"Come on, brother," she said, prying his hands away and holding onto one, "we'd better get you indoors before you start singing."
They went into the plaza and crossed it diagonally. Flags and sagging Marxmas bunting hung motionless above it, dim in the glow of distant walkways. "Where are we going anyway?" he asked, walking happily. "Where's the secret meeting place of the diseased corrupters of healthy young members?"
"The Pre-U," she said.
"The Museum?"
"That's right. Can you think of a better place for a group of Uni-cheating abnormals? It's exactly where we belong.
Easy," she said, tugging at his hand; "don't walk so energetically."
A member was coming into the plaza from the walkway they were going toward. A briefcase or telecomp was in his hand.
Chip walked more normally alongside Snowflake. The member, coming closer—it was a telecomp he had—smiled and nodded. They smiled and nodded in return as they passed him.
They went down steps and out of the plaza.
"Besides," Snowflake said, "it's empty from eight to eight and it's an endless source of pipes and funny costumes and unusual beds."
"You take things?"
"We leave the beds," she said. "But we make use of them now and again. Meeting solemnly in the staff conference room was just for your benefit."
"What else do you do?"
"Oh, sit around and complain a little. That's Lilac's and Leopard's department mostly. Sex and smoking is enough for me. King does funny versions of some of the TV programs; wait till you find out how much you can laugh."
"The making use of the beds," Chip said; "is it done on a group basis?"
"Only by two's, dear; we're not that pre-U."
"Who did you use them with?"
"Sparrow, obviously. Necessity is the mother of et cetera. Poor girl, I feel sorry for her now."
"Of course you do."
"I do! Oh well, there's an artificial penis in Nineteenth Century Artifacts. She'll survive."
"King says we should find a man for her."
"We should. It would be a much better situation, having four couples."
"That's what King said."
As they were crossing the ground floor of the museum-lighting their way through the strange-figured dark with a flashlight that Snowflake had produced—another light struck them from the side and a voice nearby said, "Hello there!" They started. "I'm sorry," the voice said. "It's me, Leopard."
Snowflake swung her light onto the twentieth-century car, and a flashlight inside it went off. They went over to the glinting metal vehicle. Leopard, sitting behind the steering wheel, was an old round-faced member wearing a hat with an orange plume. There were several dark brown spots on his nose and cheeks. He put his hand, also spotted, through the car's window frame. "Congratulations, Chip," he said. "I'm glad you came through." Chip shook his hand and thanked him. "Going for a ride?" Snowflake asked.

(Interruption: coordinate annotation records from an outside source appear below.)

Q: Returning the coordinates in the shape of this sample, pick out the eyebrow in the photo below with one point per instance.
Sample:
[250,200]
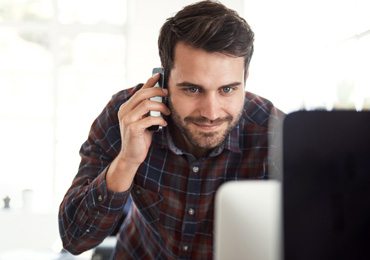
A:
[189,84]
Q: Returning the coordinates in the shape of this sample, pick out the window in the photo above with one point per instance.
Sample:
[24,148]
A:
[60,61]
[311,55]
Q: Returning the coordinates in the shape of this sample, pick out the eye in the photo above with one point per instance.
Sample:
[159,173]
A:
[227,89]
[192,90]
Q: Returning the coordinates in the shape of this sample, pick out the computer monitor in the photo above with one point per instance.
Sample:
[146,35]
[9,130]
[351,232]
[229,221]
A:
[326,185]
[247,220]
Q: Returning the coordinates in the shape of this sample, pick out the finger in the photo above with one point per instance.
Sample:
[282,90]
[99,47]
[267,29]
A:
[142,111]
[151,81]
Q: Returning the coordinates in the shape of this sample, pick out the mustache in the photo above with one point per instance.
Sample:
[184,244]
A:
[202,120]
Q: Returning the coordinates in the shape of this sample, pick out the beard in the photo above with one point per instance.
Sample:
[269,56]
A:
[199,139]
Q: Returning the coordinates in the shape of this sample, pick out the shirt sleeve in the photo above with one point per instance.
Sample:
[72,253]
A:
[89,211]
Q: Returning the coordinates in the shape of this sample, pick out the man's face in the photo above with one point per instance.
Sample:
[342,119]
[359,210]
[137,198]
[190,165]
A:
[206,97]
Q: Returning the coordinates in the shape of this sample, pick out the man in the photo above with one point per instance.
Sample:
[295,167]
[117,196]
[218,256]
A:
[213,131]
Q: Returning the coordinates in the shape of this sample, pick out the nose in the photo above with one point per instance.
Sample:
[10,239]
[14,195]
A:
[210,106]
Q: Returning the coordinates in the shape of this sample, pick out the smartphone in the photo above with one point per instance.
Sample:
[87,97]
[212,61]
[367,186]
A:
[159,84]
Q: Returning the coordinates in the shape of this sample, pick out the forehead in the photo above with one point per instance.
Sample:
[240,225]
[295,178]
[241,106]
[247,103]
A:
[196,65]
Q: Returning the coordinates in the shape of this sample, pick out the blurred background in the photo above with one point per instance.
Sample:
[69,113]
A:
[62,60]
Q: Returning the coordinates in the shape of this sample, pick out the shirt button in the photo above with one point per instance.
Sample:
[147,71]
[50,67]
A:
[191,211]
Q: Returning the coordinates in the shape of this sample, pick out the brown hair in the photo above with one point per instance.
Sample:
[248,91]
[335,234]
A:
[207,25]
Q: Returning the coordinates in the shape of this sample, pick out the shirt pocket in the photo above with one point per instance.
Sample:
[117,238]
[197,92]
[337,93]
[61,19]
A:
[148,203]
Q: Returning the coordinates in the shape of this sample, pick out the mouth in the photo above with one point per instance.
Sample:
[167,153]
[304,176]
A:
[208,127]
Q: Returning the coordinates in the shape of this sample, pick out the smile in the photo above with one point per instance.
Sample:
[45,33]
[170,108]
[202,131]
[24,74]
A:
[207,127]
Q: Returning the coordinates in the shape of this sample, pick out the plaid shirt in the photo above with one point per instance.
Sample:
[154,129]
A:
[173,192]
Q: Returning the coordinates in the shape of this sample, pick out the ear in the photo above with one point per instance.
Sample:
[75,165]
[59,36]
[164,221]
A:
[246,75]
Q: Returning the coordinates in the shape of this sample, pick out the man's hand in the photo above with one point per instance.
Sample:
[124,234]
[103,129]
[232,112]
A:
[136,138]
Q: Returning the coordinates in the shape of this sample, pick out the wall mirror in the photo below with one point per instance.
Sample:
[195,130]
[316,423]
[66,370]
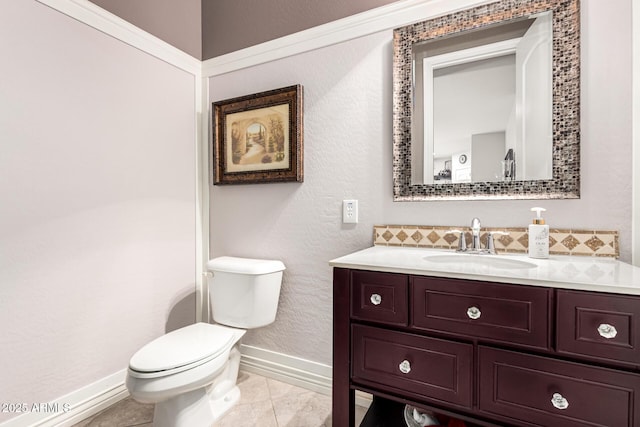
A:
[486,103]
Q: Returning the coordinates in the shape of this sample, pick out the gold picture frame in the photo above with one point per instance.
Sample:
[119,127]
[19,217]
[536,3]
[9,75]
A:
[258,138]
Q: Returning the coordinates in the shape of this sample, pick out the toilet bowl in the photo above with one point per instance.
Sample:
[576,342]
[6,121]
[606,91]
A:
[190,373]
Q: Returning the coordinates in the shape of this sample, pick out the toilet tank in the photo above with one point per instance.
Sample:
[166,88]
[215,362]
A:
[244,292]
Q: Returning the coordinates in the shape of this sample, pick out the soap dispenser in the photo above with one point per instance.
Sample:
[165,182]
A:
[538,236]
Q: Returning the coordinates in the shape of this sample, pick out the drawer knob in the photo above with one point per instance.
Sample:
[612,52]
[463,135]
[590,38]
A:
[473,313]
[375,299]
[607,331]
[559,402]
[405,367]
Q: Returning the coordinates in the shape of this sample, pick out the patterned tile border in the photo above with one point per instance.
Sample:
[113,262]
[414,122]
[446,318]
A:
[603,243]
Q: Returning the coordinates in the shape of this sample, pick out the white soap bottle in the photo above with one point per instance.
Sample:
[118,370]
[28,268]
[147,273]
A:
[538,236]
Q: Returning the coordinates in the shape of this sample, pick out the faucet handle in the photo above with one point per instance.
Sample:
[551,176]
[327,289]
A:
[462,244]
[490,243]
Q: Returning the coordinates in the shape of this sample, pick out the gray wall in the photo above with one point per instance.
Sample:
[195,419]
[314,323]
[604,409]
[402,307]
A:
[97,203]
[348,129]
[230,25]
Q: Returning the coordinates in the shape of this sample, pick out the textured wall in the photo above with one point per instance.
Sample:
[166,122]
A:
[348,155]
[97,209]
[230,25]
[176,22]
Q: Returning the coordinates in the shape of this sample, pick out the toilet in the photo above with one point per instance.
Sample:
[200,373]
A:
[190,373]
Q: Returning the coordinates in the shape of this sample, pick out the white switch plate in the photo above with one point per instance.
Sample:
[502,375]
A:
[350,211]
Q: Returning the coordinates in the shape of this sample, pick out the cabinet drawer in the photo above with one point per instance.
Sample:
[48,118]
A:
[379,297]
[599,326]
[506,313]
[413,364]
[548,392]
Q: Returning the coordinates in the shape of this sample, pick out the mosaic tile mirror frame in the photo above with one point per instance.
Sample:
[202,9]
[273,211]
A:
[565,181]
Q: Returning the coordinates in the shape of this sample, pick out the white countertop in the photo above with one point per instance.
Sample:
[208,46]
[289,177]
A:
[568,272]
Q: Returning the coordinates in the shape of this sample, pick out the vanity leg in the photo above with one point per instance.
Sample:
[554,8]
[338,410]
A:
[343,403]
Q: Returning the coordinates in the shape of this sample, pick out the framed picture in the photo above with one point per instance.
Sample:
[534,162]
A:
[258,138]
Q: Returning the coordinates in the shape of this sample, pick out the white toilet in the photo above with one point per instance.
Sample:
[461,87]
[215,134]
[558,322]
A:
[190,373]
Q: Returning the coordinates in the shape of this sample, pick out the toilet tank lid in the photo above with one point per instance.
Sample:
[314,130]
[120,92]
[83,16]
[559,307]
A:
[251,266]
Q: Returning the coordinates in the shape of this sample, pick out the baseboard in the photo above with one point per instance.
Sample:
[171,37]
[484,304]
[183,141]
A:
[292,370]
[75,406]
[289,369]
[87,401]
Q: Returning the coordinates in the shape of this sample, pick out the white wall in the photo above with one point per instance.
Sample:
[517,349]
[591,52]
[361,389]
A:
[97,202]
[348,144]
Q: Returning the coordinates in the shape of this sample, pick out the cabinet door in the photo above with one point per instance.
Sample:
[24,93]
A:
[413,365]
[601,326]
[380,297]
[506,313]
[548,392]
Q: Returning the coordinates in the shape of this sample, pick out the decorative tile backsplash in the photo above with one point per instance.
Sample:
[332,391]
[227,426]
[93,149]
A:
[602,243]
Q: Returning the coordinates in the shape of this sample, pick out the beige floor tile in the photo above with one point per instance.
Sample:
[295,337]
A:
[278,389]
[253,388]
[264,403]
[303,410]
[126,413]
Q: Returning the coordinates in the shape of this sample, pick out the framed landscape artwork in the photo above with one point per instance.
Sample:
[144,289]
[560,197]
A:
[259,138]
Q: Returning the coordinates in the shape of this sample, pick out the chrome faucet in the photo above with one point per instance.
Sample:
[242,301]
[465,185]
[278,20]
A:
[476,246]
[475,234]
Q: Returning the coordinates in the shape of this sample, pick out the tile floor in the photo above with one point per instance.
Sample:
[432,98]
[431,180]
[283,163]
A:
[264,403]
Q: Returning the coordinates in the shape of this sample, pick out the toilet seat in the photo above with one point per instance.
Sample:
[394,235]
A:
[183,349]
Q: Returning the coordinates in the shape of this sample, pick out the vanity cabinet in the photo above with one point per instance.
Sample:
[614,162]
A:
[492,354]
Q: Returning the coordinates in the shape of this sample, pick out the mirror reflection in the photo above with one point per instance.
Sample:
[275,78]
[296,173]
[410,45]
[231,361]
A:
[483,110]
[486,103]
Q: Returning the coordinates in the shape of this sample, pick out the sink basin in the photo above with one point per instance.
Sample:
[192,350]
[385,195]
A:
[486,260]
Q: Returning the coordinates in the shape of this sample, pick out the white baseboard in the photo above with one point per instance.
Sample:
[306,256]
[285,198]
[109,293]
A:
[289,369]
[293,370]
[75,406]
[87,401]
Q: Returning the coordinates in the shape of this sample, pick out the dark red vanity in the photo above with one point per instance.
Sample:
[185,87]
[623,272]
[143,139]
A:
[489,353]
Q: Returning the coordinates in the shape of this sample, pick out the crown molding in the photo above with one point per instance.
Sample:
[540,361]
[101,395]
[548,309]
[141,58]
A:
[90,14]
[383,18]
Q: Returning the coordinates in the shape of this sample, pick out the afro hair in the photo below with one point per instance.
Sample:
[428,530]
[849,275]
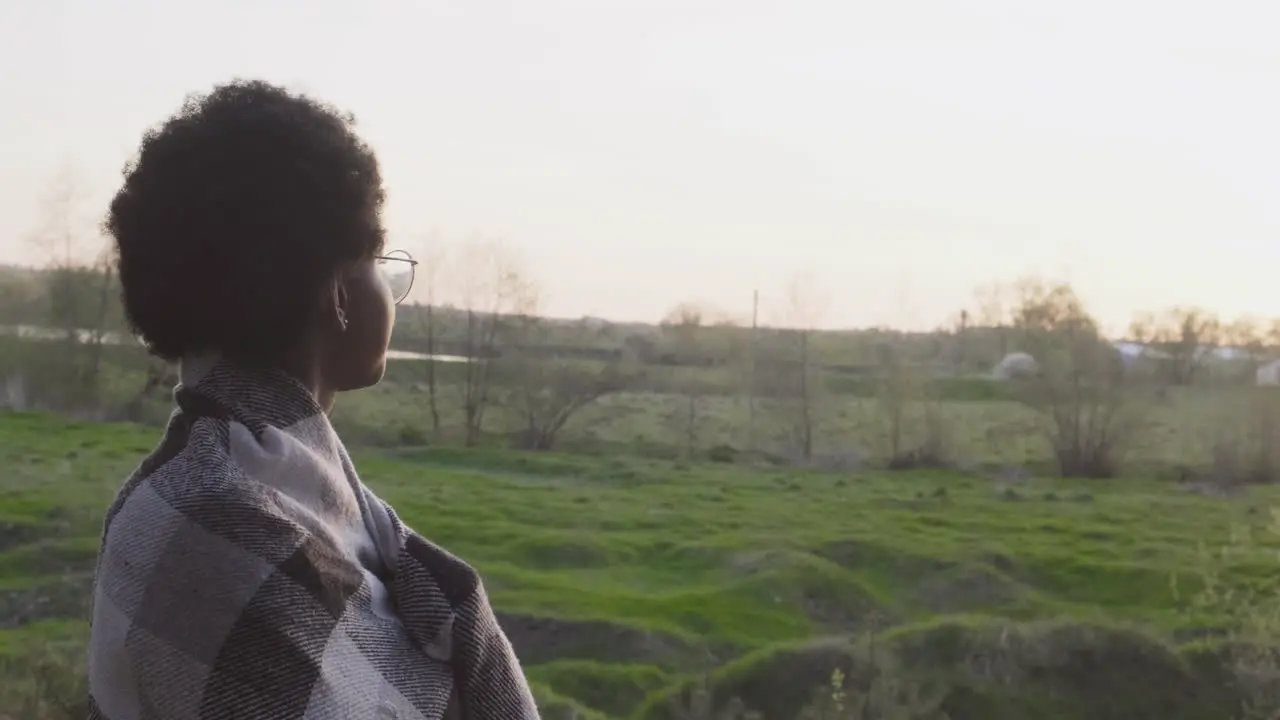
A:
[234,215]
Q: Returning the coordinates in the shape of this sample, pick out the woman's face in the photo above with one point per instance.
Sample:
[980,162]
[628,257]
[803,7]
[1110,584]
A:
[364,314]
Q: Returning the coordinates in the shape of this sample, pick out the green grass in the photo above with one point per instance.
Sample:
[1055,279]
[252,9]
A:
[621,578]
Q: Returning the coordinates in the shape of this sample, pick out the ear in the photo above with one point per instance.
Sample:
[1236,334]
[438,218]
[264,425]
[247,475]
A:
[341,302]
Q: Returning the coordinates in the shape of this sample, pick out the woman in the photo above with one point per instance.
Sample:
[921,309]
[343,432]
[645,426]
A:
[245,570]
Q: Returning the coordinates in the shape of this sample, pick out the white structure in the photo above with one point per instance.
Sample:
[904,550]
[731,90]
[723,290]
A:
[1015,365]
[1269,374]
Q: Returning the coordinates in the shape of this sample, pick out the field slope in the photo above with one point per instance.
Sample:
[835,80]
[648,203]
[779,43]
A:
[621,580]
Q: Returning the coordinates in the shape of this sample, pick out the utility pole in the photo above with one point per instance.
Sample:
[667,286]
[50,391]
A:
[752,382]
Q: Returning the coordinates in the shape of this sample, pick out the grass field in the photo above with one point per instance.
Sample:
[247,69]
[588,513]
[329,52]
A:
[1176,431]
[624,580]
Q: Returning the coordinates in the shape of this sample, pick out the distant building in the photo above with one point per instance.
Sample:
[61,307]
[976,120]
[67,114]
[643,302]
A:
[1269,374]
[1015,365]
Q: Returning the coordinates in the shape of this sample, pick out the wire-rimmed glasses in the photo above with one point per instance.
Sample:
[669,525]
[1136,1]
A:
[397,269]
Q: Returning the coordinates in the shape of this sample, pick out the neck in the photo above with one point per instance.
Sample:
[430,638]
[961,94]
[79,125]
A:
[301,368]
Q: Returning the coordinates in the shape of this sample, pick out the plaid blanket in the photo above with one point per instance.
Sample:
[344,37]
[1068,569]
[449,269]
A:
[246,572]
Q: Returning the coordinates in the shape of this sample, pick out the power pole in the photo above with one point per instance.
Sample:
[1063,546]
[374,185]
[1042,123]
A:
[750,396]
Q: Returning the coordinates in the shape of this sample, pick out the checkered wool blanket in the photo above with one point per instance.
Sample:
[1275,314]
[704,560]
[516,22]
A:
[247,573]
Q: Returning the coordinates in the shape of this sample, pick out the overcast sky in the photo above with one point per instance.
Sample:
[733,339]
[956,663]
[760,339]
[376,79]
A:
[647,151]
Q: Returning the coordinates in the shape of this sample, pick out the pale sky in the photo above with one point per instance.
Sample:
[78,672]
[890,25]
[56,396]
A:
[641,153]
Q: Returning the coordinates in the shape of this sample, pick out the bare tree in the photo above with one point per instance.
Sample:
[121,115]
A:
[494,291]
[1184,336]
[429,272]
[1080,392]
[80,276]
[548,392]
[684,329]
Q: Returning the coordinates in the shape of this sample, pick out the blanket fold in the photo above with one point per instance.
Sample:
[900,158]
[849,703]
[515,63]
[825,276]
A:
[247,573]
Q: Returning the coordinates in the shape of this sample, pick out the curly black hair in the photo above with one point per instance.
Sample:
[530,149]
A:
[236,214]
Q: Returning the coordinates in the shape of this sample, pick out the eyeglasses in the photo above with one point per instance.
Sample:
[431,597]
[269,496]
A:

"I've been for one," he said. "To Jap and back. Volvo's out of fuel now. And thoroughly wet too, come to think of it." They smiled at him and at each other.
"Fantastic, isn't it?" he said, turning the wheel and working a lever that projected from its shaft. "The driver was in complete control from start to finish, using both hands and both feet."
"It must have been awfully bumpy," Chip said, and Snow-flake said, "Not to mention dangerous."
"But fun too," Leopard said. "It must have been an adventure, really; choosing your destination, figuring out which roads to take to get there, gauging your movements in relation to the movements of other cars—"
"Gauging wrong and dying," Snowflake said.
"I don't think that really happened as often as we're told it did," Leopard said. "If it had, they would have made the front parts of the cars much thicker."
Chip said, "But that would have made them heavier and they would have gone even slower."
"Where's Hush?" Snowflake asked.
"Upstairs with Sparrow," Leopard said. He opened the car's door, and coming out of it with a flashlight in his hand, said, "They're setting things up. Some more stuff was put in the room." He cranked the window of the door halfway up and closed the door firmly. A wide brown belt decorated with metal studs was fastened about his coveralls. "King and Lilac?" Snowflake asked. "They're around someplace."
Chip thought, Making use of one of the beds—as the three of them went on through the museum. He had thought about King and Lilac a good deal since seeing King and seeing how old he was—fifty-two or -three or even more. He had thought about the difference between the ages of the two—thirty years, surely, at the very least—and about the way King had told him to stay away from Lilac; and about Lilac's large less-slanted-than-normal eyes and her hands that had rested small and warm on his knees as she crouched before him urging him toward greater life and awareness.